On the other hand, Lord Debling? I know he was merely the show’s romantic red herring, but in my heart of hearts I was hoping that he and Penelope would end up together. Lord Debling is smart. Well-read. Handsome. A good dancer, who’s clearly happier staying home with a book (he’s so me for real). He has his own interests, and plenty of money. Best of all, he was willing to give Penelope her space and her freedom, letting her manage his estate while he wandered the world doing some…nature…thing. He was the total package!
But Pen and Colin were written in the stars – or at least in Julia Quinn’s source material. The problem was, I felt like, in order for the match to work, the show had to knock Penelope down a bit, making her ditzy and clueless in a way I found hard to buy. Lots of smart people are anxious, stammering wrecks in social settings, but I thought there was too much gasping (some of it was possibly corset-related), too much hand-wringing and bosom-heaving (related note: how glad are we that we’re not living in an era where the beauty standards require women to walk around with their bosoms hoisted up to their chins?). In short, there was far too much of Pen as damsel in distress who needs to be rescued, when she’s already saved herself, and is on her way to saving her family, with the money she earned in secret.
I was happy that the show gave Penelope a moment, in the final episode, to address the Queen, take ownership of her work as Whistledown, explain her less-kind moments and the power that writing gives a young woman who feels herself envious, overlooked, imperfect, not what the world wants her to be. That hit home. And Colin’s speech, about being proud to stand beside her, was also lovely.
But the idea that Penelope and Colin are well-matched, and are going to be happy together? I’m not buying it.

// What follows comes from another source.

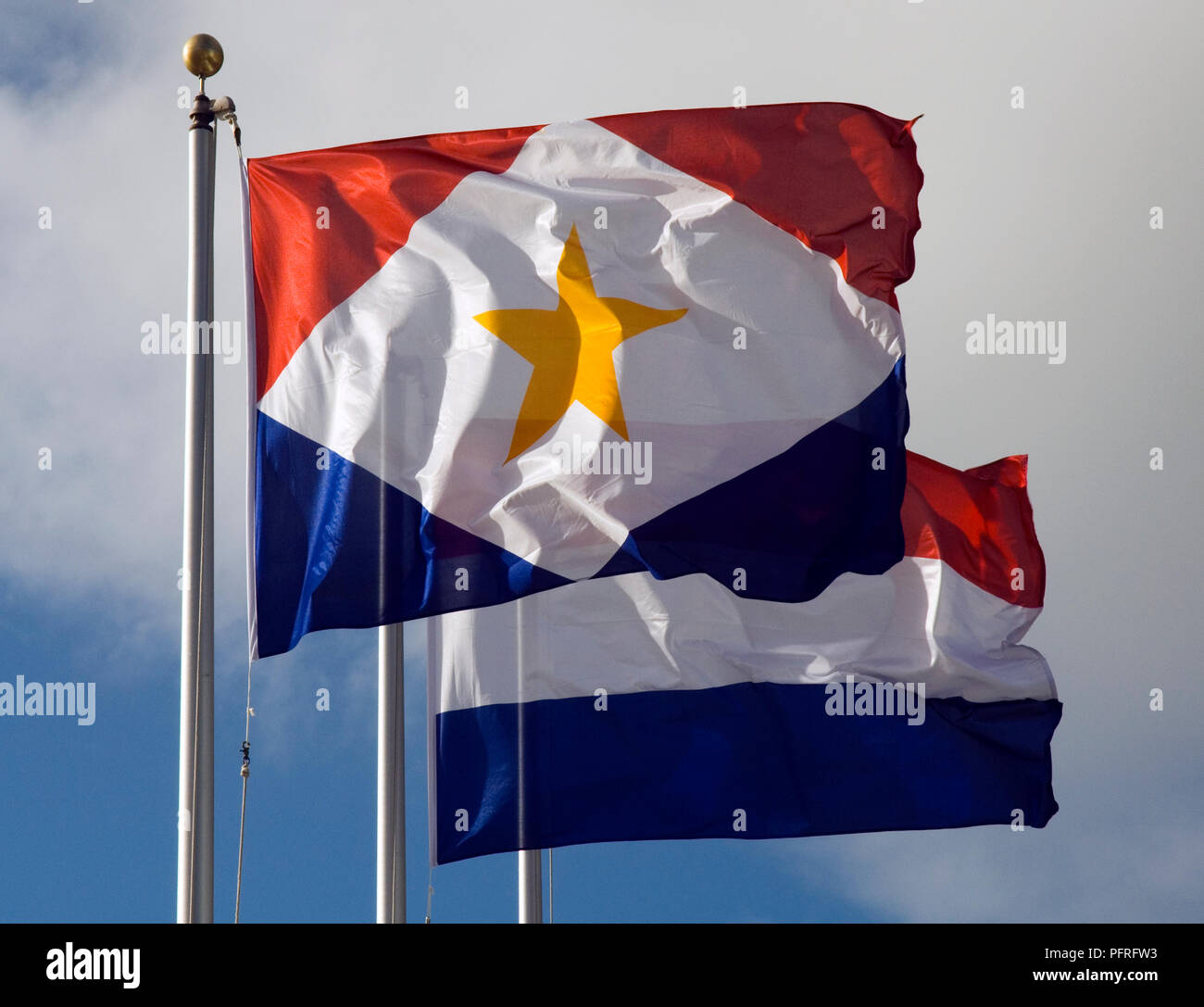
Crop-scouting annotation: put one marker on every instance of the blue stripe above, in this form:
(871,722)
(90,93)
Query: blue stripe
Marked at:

Meanwhile, was I the only person who watched the Featherington’s ball and thought about Dominick Dunne’s PEOPLE LIKE US? That novel also features a huge, important party where butterflies were released at a climactic moment. Unfortunately, Dunne’s “bugs,” like Icarus, fly too close to the sun. They were fried by the theatrical spotlights, and plummeted onto the party guests as butterfly corpses, prompting mucho disgust and a stampede for the door. It’s a hilarious, memorable scene, and I wonder if anyone in the “Bridgerton” writers’ room ever read it.
Did you?
Penelope not only chose love, she chose a guy who has always treated her as a friend and equal. He adores her, he respects her work, and he basically says he is going to live his life in support of her. Love is about what one gives, not what one gets, and Colin truly 'gets' that.
Lord Debling admits that he does not love Penelope, but is simply looking for a woman to run his household faithfully during his extended absences -- what a lonely life for Penelope. She is a passionate woman and I want a passionate love for her with passionate sex, not whatever perfunctory duties Lord Debling might perform. I'm also surprised to hear the suggestion that Penelope ought to marry for money, both because she's clearly capable of making her own and because its regressive to reduce a male partner to his economic contribution.
Penelope didn't settle. She chose love and intellectual partnership. She chose a man for his values and his kindness. I think she chose well.
A better idea- have Cressida link up with Debling. He would be a great fit for her and they both have family issues. He would soften her.